The main course was more complicated. I had decided on using beluga lentils, for two reasons: one. I love their color, taste and texture; and two, because these tiny black lentils are originally from Syria, and I thought a little solidarity with our oppressed Syrian brethren would be a good thing. I sauteed a large amount of diced fennel in EVOO until lightly browned on the edges and then stirred in the lentils, until coated with the oil. Then I added water and vegetable bouillon cubes and simmered until the lentils were tender (at my elevation, this took about an hour). Just before serving, I stirred in an ounce of absinthe, for good measure.

To serve, I browned large Portobello mushroom caps, seasoned with salt and pepper, and then finished them in the oven. I placed a cap in the center of each plate, concave side up, and filled it with the lentils.I surrounded them with four vegetable dishes:

Rapini, coarsely chopped, blanched, and sauteed in EVOO with garlic and Aleppo pepper (spicy and very flavorful, also from Syria).
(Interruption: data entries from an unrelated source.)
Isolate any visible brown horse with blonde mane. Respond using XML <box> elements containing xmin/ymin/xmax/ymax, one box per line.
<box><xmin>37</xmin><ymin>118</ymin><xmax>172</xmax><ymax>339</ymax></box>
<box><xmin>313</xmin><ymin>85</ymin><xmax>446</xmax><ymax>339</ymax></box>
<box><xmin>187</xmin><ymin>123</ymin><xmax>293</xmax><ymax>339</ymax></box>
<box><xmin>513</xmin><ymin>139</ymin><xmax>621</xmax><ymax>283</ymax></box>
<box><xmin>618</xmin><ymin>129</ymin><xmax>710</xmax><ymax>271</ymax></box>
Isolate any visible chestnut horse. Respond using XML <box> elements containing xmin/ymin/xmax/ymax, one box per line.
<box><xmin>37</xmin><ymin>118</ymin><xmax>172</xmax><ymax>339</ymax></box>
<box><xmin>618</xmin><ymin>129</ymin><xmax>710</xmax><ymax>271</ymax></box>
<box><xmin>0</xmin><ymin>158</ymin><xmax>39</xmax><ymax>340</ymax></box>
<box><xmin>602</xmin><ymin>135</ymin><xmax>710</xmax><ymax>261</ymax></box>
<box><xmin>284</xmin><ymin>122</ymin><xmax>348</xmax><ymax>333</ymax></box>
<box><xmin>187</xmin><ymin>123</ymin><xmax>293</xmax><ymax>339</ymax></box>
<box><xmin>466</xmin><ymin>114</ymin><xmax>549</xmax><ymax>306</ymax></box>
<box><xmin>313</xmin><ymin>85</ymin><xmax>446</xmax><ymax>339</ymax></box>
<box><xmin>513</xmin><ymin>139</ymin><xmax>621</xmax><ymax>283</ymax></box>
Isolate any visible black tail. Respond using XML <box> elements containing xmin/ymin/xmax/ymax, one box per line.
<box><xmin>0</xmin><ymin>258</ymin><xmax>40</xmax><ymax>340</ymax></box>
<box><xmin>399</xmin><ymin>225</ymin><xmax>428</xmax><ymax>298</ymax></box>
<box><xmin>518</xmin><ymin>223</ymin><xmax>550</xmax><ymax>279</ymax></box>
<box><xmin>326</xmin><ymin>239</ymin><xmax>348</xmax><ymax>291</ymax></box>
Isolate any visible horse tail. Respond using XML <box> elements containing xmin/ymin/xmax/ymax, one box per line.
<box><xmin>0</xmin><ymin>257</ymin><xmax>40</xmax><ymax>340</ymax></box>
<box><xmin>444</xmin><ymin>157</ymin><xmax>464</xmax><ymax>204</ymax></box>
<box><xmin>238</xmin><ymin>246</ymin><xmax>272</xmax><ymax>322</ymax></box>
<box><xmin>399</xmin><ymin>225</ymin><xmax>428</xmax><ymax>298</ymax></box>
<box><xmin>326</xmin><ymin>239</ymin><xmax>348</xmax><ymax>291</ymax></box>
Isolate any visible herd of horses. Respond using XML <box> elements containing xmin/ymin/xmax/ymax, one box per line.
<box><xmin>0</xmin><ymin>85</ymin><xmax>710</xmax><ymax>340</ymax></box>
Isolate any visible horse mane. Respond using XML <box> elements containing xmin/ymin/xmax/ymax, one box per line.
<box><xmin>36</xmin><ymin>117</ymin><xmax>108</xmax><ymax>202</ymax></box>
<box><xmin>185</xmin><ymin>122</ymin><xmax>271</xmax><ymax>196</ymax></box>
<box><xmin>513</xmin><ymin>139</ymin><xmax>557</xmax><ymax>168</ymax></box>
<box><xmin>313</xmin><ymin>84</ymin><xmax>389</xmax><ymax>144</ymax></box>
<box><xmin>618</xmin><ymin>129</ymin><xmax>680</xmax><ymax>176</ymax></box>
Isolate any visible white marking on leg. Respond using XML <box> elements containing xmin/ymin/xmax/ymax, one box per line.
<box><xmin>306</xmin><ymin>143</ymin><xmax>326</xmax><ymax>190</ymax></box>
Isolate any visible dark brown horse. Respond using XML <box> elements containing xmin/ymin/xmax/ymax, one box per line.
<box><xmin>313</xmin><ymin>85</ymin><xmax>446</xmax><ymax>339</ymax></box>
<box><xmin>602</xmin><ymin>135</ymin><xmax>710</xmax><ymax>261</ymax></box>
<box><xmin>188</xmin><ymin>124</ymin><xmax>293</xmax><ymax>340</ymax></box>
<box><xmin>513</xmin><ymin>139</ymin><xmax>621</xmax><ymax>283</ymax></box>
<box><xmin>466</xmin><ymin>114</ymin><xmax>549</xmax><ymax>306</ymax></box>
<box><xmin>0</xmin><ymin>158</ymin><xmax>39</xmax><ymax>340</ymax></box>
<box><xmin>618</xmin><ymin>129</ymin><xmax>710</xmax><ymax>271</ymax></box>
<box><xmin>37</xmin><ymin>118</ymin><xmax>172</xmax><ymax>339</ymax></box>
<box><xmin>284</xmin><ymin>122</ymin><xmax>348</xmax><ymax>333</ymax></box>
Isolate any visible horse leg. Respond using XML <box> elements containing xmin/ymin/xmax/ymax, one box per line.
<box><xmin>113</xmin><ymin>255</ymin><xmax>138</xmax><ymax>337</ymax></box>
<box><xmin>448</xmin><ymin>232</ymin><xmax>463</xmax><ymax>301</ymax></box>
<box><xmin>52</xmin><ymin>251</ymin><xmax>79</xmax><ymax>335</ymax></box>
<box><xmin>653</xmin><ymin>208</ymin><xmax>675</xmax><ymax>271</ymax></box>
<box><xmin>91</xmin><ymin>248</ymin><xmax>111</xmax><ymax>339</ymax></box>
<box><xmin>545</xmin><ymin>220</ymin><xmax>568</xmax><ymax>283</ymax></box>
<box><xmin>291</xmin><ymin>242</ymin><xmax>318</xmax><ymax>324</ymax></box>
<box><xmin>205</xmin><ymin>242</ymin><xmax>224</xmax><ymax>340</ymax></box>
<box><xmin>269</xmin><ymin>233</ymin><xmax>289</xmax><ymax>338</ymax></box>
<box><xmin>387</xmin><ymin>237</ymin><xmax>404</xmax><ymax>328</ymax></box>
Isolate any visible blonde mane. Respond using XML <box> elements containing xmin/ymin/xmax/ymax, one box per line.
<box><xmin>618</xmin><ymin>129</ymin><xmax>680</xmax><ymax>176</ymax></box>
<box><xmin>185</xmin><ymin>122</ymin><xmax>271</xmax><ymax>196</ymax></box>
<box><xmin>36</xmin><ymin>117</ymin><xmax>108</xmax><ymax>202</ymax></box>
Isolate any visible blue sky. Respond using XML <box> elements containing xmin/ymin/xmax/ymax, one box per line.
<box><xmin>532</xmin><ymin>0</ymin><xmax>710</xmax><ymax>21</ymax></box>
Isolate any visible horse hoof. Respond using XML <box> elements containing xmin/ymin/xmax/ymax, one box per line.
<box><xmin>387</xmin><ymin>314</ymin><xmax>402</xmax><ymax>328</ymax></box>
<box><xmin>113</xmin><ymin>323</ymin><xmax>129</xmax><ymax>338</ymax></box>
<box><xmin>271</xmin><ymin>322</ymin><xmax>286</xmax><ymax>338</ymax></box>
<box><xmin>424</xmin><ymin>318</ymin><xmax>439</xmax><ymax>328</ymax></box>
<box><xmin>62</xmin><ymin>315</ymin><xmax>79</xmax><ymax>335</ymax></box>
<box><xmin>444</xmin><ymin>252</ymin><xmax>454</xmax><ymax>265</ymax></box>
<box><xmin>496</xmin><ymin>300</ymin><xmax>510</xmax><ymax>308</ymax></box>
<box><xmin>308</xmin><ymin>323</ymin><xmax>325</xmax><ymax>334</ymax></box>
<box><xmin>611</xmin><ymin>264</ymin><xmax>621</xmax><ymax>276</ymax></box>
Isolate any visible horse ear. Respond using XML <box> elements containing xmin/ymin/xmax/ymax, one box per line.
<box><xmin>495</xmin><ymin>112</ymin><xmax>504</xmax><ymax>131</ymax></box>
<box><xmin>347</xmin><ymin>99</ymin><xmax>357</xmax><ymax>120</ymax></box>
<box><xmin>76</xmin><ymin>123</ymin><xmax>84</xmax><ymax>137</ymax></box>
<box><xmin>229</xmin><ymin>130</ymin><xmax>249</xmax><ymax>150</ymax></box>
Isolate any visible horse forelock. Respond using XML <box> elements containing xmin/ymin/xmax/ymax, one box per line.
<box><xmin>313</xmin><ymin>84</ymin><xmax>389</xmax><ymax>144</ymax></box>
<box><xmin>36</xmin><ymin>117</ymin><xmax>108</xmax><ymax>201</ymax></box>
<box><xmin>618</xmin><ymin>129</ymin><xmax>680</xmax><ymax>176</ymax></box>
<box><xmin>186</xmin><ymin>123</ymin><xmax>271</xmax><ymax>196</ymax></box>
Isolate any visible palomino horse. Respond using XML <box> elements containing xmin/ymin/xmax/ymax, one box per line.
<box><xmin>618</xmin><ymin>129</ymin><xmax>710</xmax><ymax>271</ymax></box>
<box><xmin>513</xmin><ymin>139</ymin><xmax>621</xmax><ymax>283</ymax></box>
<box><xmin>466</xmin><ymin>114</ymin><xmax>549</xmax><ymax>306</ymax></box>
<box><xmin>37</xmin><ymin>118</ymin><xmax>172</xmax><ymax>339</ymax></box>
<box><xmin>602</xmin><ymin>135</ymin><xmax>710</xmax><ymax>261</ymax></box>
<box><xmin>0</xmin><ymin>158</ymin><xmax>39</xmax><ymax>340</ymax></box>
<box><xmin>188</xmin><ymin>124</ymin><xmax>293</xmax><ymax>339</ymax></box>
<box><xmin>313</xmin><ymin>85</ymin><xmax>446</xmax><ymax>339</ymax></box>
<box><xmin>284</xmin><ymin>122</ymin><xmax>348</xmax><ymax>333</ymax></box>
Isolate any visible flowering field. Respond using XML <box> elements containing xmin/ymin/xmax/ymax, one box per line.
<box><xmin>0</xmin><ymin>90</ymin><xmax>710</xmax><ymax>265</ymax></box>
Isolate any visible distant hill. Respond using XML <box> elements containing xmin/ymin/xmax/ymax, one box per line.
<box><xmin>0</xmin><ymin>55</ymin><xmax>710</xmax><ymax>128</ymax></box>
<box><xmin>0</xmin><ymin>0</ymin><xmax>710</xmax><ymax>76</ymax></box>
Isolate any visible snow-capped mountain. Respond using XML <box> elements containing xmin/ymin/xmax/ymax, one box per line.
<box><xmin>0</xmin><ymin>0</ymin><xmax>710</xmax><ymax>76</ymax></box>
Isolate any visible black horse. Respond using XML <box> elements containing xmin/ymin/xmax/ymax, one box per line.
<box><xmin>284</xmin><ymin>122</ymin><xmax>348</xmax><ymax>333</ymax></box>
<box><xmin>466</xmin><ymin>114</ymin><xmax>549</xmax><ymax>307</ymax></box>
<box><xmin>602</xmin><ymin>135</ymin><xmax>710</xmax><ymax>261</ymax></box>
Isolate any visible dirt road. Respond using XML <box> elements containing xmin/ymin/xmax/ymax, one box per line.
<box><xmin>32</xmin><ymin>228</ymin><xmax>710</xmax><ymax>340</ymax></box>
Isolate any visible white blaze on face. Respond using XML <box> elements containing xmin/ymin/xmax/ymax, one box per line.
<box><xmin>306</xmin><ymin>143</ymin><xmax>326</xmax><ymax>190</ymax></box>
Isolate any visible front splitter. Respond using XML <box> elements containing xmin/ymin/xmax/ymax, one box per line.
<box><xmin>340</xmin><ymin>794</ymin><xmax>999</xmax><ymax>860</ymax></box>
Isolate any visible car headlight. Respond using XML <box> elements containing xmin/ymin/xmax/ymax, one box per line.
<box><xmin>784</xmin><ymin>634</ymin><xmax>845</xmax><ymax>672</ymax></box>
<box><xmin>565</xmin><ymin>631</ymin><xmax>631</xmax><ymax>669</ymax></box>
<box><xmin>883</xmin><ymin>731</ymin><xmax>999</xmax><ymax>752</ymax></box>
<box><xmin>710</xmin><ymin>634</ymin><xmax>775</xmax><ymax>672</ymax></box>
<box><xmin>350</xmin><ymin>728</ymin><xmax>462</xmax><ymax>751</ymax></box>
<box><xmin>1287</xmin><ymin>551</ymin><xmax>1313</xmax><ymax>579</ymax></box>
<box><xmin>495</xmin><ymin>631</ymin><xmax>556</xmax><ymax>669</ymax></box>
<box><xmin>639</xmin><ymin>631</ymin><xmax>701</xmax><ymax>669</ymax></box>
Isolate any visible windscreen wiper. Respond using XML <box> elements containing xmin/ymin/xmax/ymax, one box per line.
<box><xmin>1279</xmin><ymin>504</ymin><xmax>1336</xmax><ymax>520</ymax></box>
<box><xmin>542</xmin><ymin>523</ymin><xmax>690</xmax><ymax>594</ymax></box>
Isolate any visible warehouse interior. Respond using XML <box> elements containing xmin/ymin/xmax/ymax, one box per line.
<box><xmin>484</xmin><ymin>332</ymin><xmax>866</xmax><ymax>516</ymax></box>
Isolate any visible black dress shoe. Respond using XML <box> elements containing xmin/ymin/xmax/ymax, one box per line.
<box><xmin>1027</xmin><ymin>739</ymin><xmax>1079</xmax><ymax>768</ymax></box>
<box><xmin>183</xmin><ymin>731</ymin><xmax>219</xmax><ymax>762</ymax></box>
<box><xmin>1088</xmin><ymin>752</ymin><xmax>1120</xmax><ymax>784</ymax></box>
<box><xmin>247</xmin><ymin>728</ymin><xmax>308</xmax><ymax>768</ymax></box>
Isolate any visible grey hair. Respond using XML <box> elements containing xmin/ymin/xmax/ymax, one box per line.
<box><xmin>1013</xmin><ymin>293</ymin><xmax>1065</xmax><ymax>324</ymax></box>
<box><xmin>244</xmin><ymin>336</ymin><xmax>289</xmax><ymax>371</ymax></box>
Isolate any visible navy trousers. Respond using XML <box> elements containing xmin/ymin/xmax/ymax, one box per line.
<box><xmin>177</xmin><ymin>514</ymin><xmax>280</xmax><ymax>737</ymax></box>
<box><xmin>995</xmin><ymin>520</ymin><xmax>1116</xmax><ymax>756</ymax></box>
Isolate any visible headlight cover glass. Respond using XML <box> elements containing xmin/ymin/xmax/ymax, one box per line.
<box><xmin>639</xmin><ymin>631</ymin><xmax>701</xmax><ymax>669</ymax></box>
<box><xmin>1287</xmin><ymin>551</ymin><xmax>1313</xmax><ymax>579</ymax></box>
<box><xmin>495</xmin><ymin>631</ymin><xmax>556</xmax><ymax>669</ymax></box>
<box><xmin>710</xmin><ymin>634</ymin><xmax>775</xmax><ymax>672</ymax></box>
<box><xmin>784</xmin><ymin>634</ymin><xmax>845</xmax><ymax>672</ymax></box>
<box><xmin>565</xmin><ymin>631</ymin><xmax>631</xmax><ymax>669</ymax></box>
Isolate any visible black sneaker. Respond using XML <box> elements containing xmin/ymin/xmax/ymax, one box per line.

Carrots and Parsnips, julienned and roasted with coconut oil.

Cauliflower and Beets, roasted with red onion and fresh thyme. I've usually served this as a salad, but of course it worked well served hot.

Sauteed Mushrooms, with a little coconut oil, splashes of aged balsamic and a few chunks of dark chocolate. Most people would never guess there was chocolate in there, but as soon as you tell them, you can see the light bulb coming to life in their heads. I love surprising people's palates that way.

A garnish of fresh thyme sprigs, a drizzle of chive oil, and a sprinkling of snipped chives completed the plate.


For dessert, I warmed pitted bing cherries with a little palm sugar, some crushed cardamom seeds, and a healthy slug of kirsch. I spooned them into bowls and placed a scoop of vanilla "Coconut Bliss" ice cream in the middle. Earlier, I had piped a batch of chocolate peace signs and dusted them with edible gold; I laid one on top of the ice cream for a crowning touch. I served dessert with a homemade spiced-pear brandy liqueur, which one of my nephews described as "like Christmas in your mouth."

When everyone was pleasantly sated--but not overstuffed--I announced that "No animals were harmed in the making of this meal." Compassion, come full-circle.